InMediaRes Productions, LLC
- Company type: Private
- Industry: Electronic publishing Role-playing games
- Founded: 2003
- Founder: Loren L. Coleman Heather Coleman Randall N. Bills Tara Bills Philip DeLuca
- Headquarters: Lake Stevens, Washington, U.S.
- Subsidiaries: Catalyst Game Labs Battlecorps
- Website: defunct, formerly imrpro.com at the Wayback Machine (archived 5 February 2012)

= InMediaRes Productions =

InMediaRes Productions, LLC is an American game company that produces role-playing games and game supplements.

==History==
Loren L. Coleman founded the company InMediaRes Productions in 2003 with Heather Coleman, Randall Bills, Tara Bills, and Philip DeLuca. InMediaRes obtained a license from WizKids in fall 2003 for the electronic publication of fiction from Classic Battletech. InMediaRes announced this at GenCon 36 that year and their full website, BattleCorps.com, was ready one year later in August 2004. InMediaRes started by publishing the fiction written by founders Bills and Coleman, and continued month-by-month with an electronic delivery model. InMediaRes announced their intentions in 2005 to begin a similar "Holostreets" website for Shadowrun fiction but this was never completed. After changes to the license for InMediaRes in 2007 and 2008, some of the fiction from the BattleCorps website was published in print as Battletech Corps Vol. 1: The Corps (2008) and Battletech Corps Vol. 2: First Strike (2010).

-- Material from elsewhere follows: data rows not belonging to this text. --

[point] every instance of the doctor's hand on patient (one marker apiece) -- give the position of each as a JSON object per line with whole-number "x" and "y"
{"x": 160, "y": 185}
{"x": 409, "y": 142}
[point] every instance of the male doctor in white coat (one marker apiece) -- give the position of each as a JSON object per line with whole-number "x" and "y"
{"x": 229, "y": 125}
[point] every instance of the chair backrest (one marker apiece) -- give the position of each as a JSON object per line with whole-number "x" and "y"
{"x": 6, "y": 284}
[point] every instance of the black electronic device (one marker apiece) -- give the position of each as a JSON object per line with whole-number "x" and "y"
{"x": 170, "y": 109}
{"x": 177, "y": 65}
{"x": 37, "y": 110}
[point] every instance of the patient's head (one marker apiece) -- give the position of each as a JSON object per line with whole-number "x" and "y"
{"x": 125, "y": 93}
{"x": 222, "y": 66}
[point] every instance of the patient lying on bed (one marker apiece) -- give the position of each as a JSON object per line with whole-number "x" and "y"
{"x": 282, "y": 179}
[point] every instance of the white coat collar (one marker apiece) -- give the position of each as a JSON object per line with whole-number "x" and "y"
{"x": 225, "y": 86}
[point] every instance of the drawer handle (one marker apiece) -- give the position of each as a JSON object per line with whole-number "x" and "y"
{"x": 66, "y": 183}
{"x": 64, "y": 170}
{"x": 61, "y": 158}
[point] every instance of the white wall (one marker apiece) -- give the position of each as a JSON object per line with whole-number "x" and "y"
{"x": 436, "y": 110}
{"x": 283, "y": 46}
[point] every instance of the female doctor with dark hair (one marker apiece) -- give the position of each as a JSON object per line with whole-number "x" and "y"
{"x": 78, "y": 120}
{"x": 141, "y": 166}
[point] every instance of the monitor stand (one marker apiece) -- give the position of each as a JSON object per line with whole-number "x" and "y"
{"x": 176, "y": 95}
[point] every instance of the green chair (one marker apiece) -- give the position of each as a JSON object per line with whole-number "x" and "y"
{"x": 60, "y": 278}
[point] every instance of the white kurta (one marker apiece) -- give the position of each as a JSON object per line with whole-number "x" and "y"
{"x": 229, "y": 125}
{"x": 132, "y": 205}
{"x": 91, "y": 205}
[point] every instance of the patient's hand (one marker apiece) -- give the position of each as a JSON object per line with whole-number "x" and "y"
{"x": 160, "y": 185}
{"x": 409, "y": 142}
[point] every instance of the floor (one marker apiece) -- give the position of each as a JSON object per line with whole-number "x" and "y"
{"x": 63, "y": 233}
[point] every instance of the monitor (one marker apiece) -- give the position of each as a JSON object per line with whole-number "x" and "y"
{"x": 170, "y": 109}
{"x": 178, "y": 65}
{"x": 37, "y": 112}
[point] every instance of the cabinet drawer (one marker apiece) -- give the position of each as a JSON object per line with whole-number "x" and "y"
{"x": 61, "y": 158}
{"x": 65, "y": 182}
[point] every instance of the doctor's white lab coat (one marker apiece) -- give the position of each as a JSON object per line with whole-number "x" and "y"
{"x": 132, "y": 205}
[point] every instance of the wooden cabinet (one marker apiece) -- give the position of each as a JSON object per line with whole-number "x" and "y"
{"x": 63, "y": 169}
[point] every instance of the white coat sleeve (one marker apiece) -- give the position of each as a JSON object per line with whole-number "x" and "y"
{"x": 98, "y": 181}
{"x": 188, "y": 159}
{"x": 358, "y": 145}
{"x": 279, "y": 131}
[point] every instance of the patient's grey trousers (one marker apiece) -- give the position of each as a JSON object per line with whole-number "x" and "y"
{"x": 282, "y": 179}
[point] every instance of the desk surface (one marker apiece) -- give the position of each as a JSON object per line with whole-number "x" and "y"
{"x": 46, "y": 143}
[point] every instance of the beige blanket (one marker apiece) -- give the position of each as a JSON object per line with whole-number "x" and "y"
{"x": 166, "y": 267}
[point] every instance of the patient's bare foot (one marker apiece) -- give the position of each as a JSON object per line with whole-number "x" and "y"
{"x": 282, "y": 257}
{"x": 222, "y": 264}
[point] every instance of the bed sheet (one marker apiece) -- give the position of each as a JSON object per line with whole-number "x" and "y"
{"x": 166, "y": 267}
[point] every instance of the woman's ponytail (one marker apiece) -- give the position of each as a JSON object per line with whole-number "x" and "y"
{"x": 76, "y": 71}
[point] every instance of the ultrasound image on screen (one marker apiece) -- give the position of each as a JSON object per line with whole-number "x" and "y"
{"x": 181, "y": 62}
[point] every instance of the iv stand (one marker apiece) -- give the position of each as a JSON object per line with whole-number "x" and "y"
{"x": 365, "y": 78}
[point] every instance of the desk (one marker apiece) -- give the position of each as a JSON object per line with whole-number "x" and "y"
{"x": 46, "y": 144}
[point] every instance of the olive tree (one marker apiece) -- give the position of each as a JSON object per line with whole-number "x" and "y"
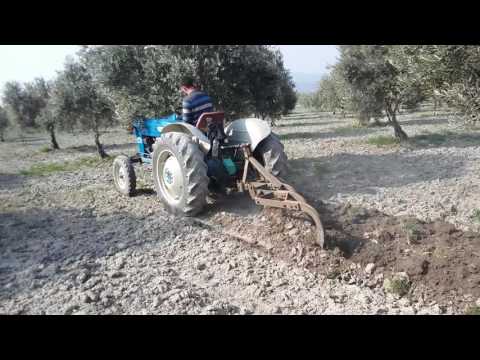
{"x": 40, "y": 90}
{"x": 20, "y": 104}
{"x": 3, "y": 123}
{"x": 143, "y": 81}
{"x": 77, "y": 102}
{"x": 452, "y": 75}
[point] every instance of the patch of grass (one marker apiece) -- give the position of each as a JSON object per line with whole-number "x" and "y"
{"x": 435, "y": 139}
{"x": 383, "y": 141}
{"x": 443, "y": 138}
{"x": 476, "y": 215}
{"x": 473, "y": 310}
{"x": 44, "y": 169}
{"x": 45, "y": 149}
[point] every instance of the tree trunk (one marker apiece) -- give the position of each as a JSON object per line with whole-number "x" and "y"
{"x": 53, "y": 139}
{"x": 100, "y": 149}
{"x": 399, "y": 133}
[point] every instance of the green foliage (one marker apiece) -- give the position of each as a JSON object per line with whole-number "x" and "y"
{"x": 452, "y": 74}
{"x": 381, "y": 80}
{"x": 143, "y": 81}
{"x": 24, "y": 102}
{"x": 382, "y": 141}
{"x": 77, "y": 102}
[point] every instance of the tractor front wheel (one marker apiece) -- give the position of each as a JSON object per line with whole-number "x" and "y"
{"x": 124, "y": 175}
{"x": 180, "y": 174}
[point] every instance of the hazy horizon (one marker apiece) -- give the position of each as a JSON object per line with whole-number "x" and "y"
{"x": 25, "y": 62}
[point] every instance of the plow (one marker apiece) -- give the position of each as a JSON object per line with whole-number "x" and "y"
{"x": 188, "y": 162}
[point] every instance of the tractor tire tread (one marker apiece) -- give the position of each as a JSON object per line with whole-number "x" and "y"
{"x": 195, "y": 173}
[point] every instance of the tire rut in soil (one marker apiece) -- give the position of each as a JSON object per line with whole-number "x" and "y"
{"x": 442, "y": 262}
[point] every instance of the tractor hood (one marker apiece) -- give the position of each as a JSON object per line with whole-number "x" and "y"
{"x": 251, "y": 131}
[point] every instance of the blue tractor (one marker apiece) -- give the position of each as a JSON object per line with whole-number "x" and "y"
{"x": 187, "y": 162}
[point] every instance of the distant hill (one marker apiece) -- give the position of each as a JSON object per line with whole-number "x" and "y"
{"x": 306, "y": 83}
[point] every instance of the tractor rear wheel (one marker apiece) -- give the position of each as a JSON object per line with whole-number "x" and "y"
{"x": 270, "y": 152}
{"x": 124, "y": 175}
{"x": 180, "y": 174}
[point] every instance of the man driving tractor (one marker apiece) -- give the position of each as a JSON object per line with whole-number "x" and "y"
{"x": 195, "y": 103}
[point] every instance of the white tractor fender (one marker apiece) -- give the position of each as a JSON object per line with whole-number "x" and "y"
{"x": 188, "y": 129}
{"x": 251, "y": 131}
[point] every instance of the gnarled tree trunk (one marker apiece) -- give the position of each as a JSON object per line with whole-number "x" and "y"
{"x": 392, "y": 119}
{"x": 53, "y": 139}
{"x": 100, "y": 149}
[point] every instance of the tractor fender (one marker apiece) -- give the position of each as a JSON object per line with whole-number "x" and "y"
{"x": 251, "y": 131}
{"x": 188, "y": 129}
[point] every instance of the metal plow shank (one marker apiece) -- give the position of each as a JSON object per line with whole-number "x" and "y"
{"x": 270, "y": 191}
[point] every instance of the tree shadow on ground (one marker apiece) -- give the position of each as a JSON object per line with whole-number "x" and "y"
{"x": 93, "y": 148}
{"x": 11, "y": 181}
{"x": 432, "y": 121}
{"x": 364, "y": 174}
{"x": 28, "y": 140}
{"x": 308, "y": 123}
{"x": 336, "y": 133}
{"x": 447, "y": 139}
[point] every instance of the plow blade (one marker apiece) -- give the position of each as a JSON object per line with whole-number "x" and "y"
{"x": 270, "y": 191}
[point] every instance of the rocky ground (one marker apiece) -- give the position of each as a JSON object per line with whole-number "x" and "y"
{"x": 400, "y": 222}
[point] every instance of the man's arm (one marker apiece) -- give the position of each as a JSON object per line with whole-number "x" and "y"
{"x": 187, "y": 111}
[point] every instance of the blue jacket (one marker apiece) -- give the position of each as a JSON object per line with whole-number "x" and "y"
{"x": 194, "y": 105}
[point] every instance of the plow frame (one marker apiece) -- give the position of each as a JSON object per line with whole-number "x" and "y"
{"x": 268, "y": 190}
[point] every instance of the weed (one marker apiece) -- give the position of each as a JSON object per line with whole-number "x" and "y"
{"x": 398, "y": 285}
{"x": 383, "y": 141}
{"x": 476, "y": 215}
{"x": 411, "y": 230}
{"x": 44, "y": 169}
{"x": 45, "y": 149}
{"x": 473, "y": 310}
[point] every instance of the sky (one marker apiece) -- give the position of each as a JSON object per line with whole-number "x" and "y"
{"x": 309, "y": 59}
{"x": 25, "y": 62}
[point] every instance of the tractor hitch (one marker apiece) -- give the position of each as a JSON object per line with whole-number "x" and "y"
{"x": 268, "y": 190}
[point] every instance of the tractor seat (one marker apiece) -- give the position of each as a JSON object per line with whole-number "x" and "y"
{"x": 206, "y": 118}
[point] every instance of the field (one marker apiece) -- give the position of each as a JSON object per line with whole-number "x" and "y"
{"x": 402, "y": 223}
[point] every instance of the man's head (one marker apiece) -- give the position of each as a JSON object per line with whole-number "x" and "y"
{"x": 187, "y": 85}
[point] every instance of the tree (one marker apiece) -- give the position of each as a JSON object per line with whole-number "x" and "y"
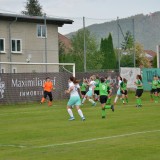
{"x": 107, "y": 50}
{"x": 33, "y": 8}
{"x": 141, "y": 59}
{"x": 127, "y": 60}
{"x": 128, "y": 42}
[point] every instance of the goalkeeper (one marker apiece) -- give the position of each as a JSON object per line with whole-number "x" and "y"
{"x": 48, "y": 87}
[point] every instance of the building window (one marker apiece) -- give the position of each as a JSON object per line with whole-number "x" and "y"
{"x": 16, "y": 45}
{"x": 41, "y": 31}
{"x": 14, "y": 70}
{"x": 2, "y": 45}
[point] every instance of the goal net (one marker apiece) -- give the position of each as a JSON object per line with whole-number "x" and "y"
{"x": 22, "y": 82}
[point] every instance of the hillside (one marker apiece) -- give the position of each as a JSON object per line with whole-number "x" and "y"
{"x": 147, "y": 30}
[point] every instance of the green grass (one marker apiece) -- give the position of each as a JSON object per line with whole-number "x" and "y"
{"x": 39, "y": 132}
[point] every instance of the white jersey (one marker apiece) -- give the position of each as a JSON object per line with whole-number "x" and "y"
{"x": 74, "y": 91}
{"x": 91, "y": 85}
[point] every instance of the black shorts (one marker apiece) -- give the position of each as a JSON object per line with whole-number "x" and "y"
{"x": 96, "y": 92}
{"x": 153, "y": 91}
{"x": 49, "y": 94}
{"x": 103, "y": 99}
{"x": 139, "y": 92}
{"x": 83, "y": 93}
{"x": 158, "y": 90}
{"x": 125, "y": 92}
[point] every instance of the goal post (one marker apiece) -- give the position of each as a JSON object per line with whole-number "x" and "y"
{"x": 21, "y": 67}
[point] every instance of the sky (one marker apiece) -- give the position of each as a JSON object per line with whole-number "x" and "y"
{"x": 94, "y": 11}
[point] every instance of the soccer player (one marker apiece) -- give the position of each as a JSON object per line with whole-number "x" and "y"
{"x": 75, "y": 99}
{"x": 123, "y": 89}
{"x": 96, "y": 89}
{"x": 158, "y": 86}
{"x": 109, "y": 89}
{"x": 103, "y": 97}
{"x": 118, "y": 91}
{"x": 139, "y": 90}
{"x": 83, "y": 87}
{"x": 90, "y": 93}
{"x": 48, "y": 87}
{"x": 153, "y": 92}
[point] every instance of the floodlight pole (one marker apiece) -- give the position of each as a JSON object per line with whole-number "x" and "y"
{"x": 84, "y": 35}
{"x": 45, "y": 24}
{"x": 119, "y": 63}
{"x": 134, "y": 52}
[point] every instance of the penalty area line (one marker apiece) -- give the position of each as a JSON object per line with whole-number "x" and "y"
{"x": 96, "y": 139}
{"x": 81, "y": 141}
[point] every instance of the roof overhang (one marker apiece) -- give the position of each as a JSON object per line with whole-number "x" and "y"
{"x": 34, "y": 19}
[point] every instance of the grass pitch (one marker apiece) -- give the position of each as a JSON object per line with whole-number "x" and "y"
{"x": 33, "y": 131}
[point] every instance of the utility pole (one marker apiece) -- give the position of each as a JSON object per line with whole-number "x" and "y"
{"x": 45, "y": 25}
{"x": 84, "y": 35}
{"x": 119, "y": 63}
{"x": 134, "y": 52}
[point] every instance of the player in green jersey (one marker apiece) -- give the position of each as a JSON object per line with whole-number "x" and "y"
{"x": 139, "y": 90}
{"x": 123, "y": 89}
{"x": 103, "y": 97}
{"x": 109, "y": 89}
{"x": 153, "y": 92}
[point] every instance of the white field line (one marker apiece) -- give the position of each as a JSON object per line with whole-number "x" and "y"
{"x": 36, "y": 111}
{"x": 82, "y": 141}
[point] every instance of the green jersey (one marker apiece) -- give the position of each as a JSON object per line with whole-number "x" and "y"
{"x": 123, "y": 86}
{"x": 103, "y": 89}
{"x": 83, "y": 86}
{"x": 139, "y": 82}
{"x": 154, "y": 84}
{"x": 97, "y": 84}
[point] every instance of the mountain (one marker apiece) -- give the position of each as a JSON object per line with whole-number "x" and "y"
{"x": 146, "y": 29}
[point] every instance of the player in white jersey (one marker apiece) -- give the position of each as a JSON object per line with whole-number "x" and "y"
{"x": 89, "y": 95}
{"x": 75, "y": 99}
{"x": 118, "y": 91}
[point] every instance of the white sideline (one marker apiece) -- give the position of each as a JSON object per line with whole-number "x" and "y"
{"x": 37, "y": 111}
{"x": 82, "y": 141}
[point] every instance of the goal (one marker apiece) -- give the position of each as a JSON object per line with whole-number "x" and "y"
{"x": 22, "y": 82}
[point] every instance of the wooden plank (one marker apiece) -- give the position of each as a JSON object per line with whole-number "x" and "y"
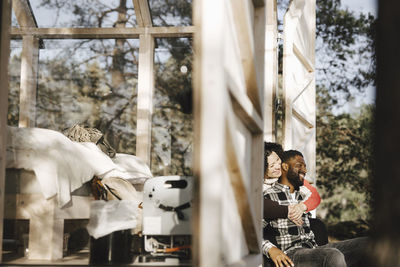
{"x": 24, "y": 14}
{"x": 142, "y": 11}
{"x": 238, "y": 177}
{"x": 28, "y": 86}
{"x": 258, "y": 3}
{"x": 302, "y": 118}
{"x": 244, "y": 109}
{"x": 271, "y": 70}
{"x": 244, "y": 31}
{"x": 303, "y": 59}
{"x": 209, "y": 101}
{"x": 307, "y": 81}
{"x": 102, "y": 33}
{"x": 259, "y": 49}
{"x": 5, "y": 22}
{"x": 145, "y": 97}
{"x": 20, "y": 206}
{"x": 249, "y": 260}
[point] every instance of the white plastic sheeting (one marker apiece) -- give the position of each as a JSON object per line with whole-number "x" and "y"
{"x": 61, "y": 165}
{"x": 299, "y": 80}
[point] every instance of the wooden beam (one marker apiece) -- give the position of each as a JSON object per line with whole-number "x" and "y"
{"x": 28, "y": 87}
{"x": 5, "y": 22}
{"x": 209, "y": 100}
{"x": 308, "y": 79}
{"x": 142, "y": 11}
{"x": 238, "y": 177}
{"x": 244, "y": 109}
{"x": 271, "y": 70}
{"x": 258, "y": 3}
{"x": 303, "y": 59}
{"x": 245, "y": 32}
{"x": 302, "y": 118}
{"x": 248, "y": 260}
{"x": 102, "y": 33}
{"x": 145, "y": 97}
{"x": 20, "y": 206}
{"x": 23, "y": 13}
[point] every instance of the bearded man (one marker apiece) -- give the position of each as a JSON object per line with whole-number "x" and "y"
{"x": 294, "y": 245}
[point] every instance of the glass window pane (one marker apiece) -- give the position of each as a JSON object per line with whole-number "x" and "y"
{"x": 91, "y": 82}
{"x": 172, "y": 128}
{"x": 171, "y": 12}
{"x": 14, "y": 76}
{"x": 83, "y": 13}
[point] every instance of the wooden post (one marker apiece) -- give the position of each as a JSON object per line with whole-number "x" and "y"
{"x": 271, "y": 70}
{"x": 145, "y": 97}
{"x": 29, "y": 72}
{"x": 386, "y": 180}
{"x": 5, "y": 21}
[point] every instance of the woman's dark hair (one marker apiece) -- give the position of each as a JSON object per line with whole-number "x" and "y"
{"x": 270, "y": 147}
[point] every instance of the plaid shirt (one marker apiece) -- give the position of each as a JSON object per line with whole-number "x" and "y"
{"x": 286, "y": 234}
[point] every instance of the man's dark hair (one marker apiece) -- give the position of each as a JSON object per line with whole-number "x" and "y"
{"x": 289, "y": 154}
{"x": 270, "y": 147}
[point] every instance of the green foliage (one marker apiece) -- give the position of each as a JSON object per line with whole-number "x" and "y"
{"x": 94, "y": 82}
{"x": 345, "y": 50}
{"x": 344, "y": 161}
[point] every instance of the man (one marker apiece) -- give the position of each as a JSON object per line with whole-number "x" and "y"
{"x": 294, "y": 245}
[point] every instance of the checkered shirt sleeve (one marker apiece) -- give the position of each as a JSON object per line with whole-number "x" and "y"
{"x": 289, "y": 235}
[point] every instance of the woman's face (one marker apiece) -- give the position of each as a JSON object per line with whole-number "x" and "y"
{"x": 274, "y": 166}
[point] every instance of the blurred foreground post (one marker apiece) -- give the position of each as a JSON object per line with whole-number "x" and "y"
{"x": 386, "y": 233}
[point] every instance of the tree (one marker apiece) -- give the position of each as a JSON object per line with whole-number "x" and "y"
{"x": 344, "y": 162}
{"x": 345, "y": 67}
{"x": 94, "y": 82}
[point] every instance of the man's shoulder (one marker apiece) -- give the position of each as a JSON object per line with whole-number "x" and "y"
{"x": 275, "y": 192}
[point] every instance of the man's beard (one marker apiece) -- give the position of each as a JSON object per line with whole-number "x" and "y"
{"x": 294, "y": 179}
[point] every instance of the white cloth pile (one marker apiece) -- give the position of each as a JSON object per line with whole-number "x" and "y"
{"x": 62, "y": 166}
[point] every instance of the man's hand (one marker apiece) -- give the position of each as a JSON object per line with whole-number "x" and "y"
{"x": 279, "y": 258}
{"x": 295, "y": 212}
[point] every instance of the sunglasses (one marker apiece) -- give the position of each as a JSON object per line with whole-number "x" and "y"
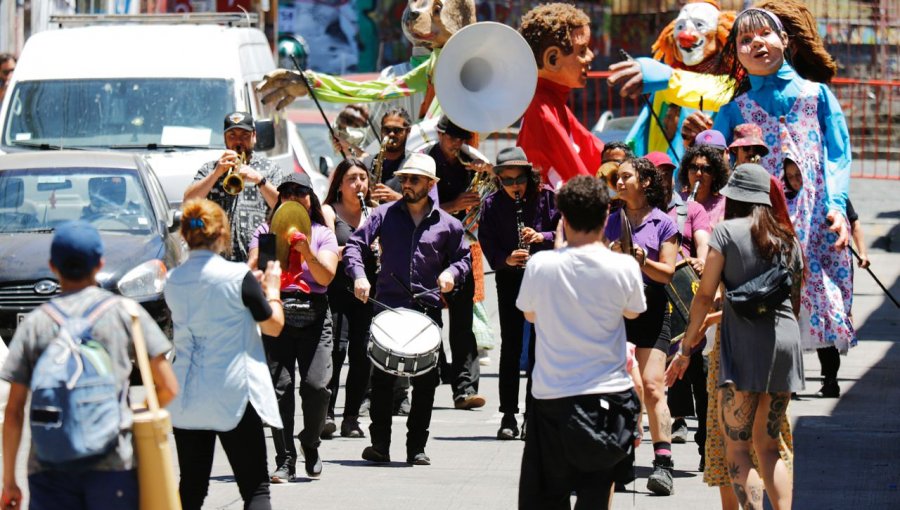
{"x": 412, "y": 179}
{"x": 699, "y": 168}
{"x": 512, "y": 181}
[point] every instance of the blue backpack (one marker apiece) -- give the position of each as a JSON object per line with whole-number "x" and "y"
{"x": 75, "y": 406}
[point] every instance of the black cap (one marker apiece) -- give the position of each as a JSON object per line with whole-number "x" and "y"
{"x": 296, "y": 178}
{"x": 446, "y": 126}
{"x": 239, "y": 120}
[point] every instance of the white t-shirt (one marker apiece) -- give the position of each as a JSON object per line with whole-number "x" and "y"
{"x": 579, "y": 296}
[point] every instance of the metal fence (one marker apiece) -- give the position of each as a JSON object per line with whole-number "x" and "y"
{"x": 871, "y": 108}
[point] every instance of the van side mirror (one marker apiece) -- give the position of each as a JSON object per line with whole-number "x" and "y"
{"x": 265, "y": 135}
{"x": 174, "y": 220}
{"x": 12, "y": 193}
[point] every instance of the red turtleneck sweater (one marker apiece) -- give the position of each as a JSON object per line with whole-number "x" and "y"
{"x": 553, "y": 139}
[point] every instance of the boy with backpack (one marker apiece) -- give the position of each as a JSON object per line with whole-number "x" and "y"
{"x": 74, "y": 355}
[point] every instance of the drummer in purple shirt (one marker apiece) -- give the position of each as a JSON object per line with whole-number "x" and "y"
{"x": 654, "y": 236}
{"x": 423, "y": 254}
{"x": 502, "y": 240}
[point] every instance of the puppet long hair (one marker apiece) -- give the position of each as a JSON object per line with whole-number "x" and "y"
{"x": 808, "y": 54}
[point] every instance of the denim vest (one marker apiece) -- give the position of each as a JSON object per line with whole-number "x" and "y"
{"x": 219, "y": 358}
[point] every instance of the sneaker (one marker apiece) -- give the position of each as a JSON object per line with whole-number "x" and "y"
{"x": 311, "y": 460}
{"x": 660, "y": 481}
{"x": 364, "y": 407}
{"x": 829, "y": 389}
{"x": 419, "y": 459}
{"x": 283, "y": 474}
{"x": 372, "y": 455}
{"x": 509, "y": 428}
{"x": 472, "y": 401}
{"x": 679, "y": 431}
{"x": 350, "y": 427}
{"x": 329, "y": 429}
{"x": 402, "y": 409}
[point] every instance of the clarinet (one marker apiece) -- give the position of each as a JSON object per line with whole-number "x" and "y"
{"x": 376, "y": 245}
{"x": 520, "y": 224}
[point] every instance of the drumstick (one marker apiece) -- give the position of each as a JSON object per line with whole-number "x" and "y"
{"x": 379, "y": 303}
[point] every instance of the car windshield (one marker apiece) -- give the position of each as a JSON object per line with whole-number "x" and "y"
{"x": 118, "y": 113}
{"x": 111, "y": 199}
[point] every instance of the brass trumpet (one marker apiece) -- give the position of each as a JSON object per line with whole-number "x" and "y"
{"x": 233, "y": 183}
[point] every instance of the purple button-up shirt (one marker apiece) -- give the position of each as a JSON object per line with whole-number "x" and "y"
{"x": 416, "y": 255}
{"x": 497, "y": 230}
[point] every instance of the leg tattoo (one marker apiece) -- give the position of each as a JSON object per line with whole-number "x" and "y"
{"x": 777, "y": 408}
{"x": 742, "y": 413}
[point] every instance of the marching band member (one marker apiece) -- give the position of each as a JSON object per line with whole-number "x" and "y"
{"x": 558, "y": 145}
{"x": 351, "y": 319}
{"x": 421, "y": 246}
{"x": 455, "y": 196}
{"x": 515, "y": 220}
{"x": 306, "y": 340}
{"x": 250, "y": 206}
{"x": 395, "y": 126}
{"x": 688, "y": 396}
{"x": 639, "y": 185}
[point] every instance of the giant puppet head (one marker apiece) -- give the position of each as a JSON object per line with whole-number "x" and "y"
{"x": 430, "y": 23}
{"x": 695, "y": 37}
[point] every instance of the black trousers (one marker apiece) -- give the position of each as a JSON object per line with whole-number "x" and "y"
{"x": 351, "y": 321}
{"x": 830, "y": 359}
{"x": 421, "y": 404}
{"x": 245, "y": 446}
{"x": 309, "y": 349}
{"x": 512, "y": 326}
{"x": 688, "y": 396}
{"x": 464, "y": 369}
{"x": 562, "y": 453}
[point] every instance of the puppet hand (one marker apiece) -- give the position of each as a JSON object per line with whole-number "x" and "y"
{"x": 282, "y": 86}
{"x": 693, "y": 125}
{"x": 629, "y": 73}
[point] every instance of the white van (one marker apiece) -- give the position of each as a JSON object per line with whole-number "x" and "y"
{"x": 146, "y": 84}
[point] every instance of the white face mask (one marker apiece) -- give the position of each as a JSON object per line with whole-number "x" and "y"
{"x": 692, "y": 26}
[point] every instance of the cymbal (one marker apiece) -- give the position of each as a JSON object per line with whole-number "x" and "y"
{"x": 289, "y": 218}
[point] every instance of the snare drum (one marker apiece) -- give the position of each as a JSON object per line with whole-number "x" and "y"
{"x": 404, "y": 342}
{"x": 681, "y": 293}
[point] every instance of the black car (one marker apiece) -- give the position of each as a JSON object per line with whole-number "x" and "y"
{"x": 118, "y": 194}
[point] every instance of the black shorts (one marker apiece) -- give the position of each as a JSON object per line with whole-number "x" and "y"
{"x": 650, "y": 330}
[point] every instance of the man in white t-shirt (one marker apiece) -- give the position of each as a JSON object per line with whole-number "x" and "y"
{"x": 585, "y": 409}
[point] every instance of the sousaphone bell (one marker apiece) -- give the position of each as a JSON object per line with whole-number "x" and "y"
{"x": 290, "y": 217}
{"x": 485, "y": 77}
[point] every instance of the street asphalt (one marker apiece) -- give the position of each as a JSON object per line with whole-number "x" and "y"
{"x": 846, "y": 450}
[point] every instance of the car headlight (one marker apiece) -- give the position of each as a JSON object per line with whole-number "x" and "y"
{"x": 145, "y": 280}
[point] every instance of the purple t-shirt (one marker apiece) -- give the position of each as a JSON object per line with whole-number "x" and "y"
{"x": 715, "y": 208}
{"x": 696, "y": 219}
{"x": 656, "y": 228}
{"x": 322, "y": 238}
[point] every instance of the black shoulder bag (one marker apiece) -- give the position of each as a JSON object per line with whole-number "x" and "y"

Rob Boyle and Bills tried to purchase FanPro LLC from Fantasy Productions in 2007, and when that deal fell through WizKids came to mediate; although they would not allow Boyle and Bills to start a new company, they did give the Battletech and Shadowrun licenses to InMediaRes. With the rights to both FASA games, Boyle and Bills joined InMediaRes as regular staff as part of their agreement with WizKids. Boyle stayed as the line editor on Shadowrun for a few years, and Bills left the line director of Battletech to take on the role of a Managing Director of InMediaRes. InMediaRes created a subsidiary to hold the game rights they had acquired: Catalyst Game Labs. InMediaRes highly valued electronic material, and in 2007 started charging for Shadowrun releases from Catalyst.

==Company information==
InMediaRes Productions was founded in 2003 by Loren and Heather Coleman, Tara and Randall N. Bills and Philip DeLuca with the express purpose of licensing the rights to publish new, canon Classic BattleTech fiction to the Internet from WizKids. Wizkids granted this license to IMR in the fall of 2003, which directly led to the creation of BattleCorps in August 2004. In 2005, IMR announced its intentions to branch out into Shadowrun fiction and established Holostreets with the intention of doing for Shadowrun what had been done for BattleTech. IMR hopes to have Holostreets up and running by 2008.

On April 20, 2007, IMR announced that it was in negotiations with WizKids and FanPro to acquire the licenses for Classic BattleTech and Shadowrun, as FanPro's licenses were set to expire. On May 17, 2007, IMR announced the creation of Catalyst Game Labs in preparation for the acquisition of the licenses. As of mid-2007, Catalyst began releasing new sourcebooks for both lines.

Heather Coleman serves as IMR's executive manager, while Loren is the submissions editor for BattleCorps.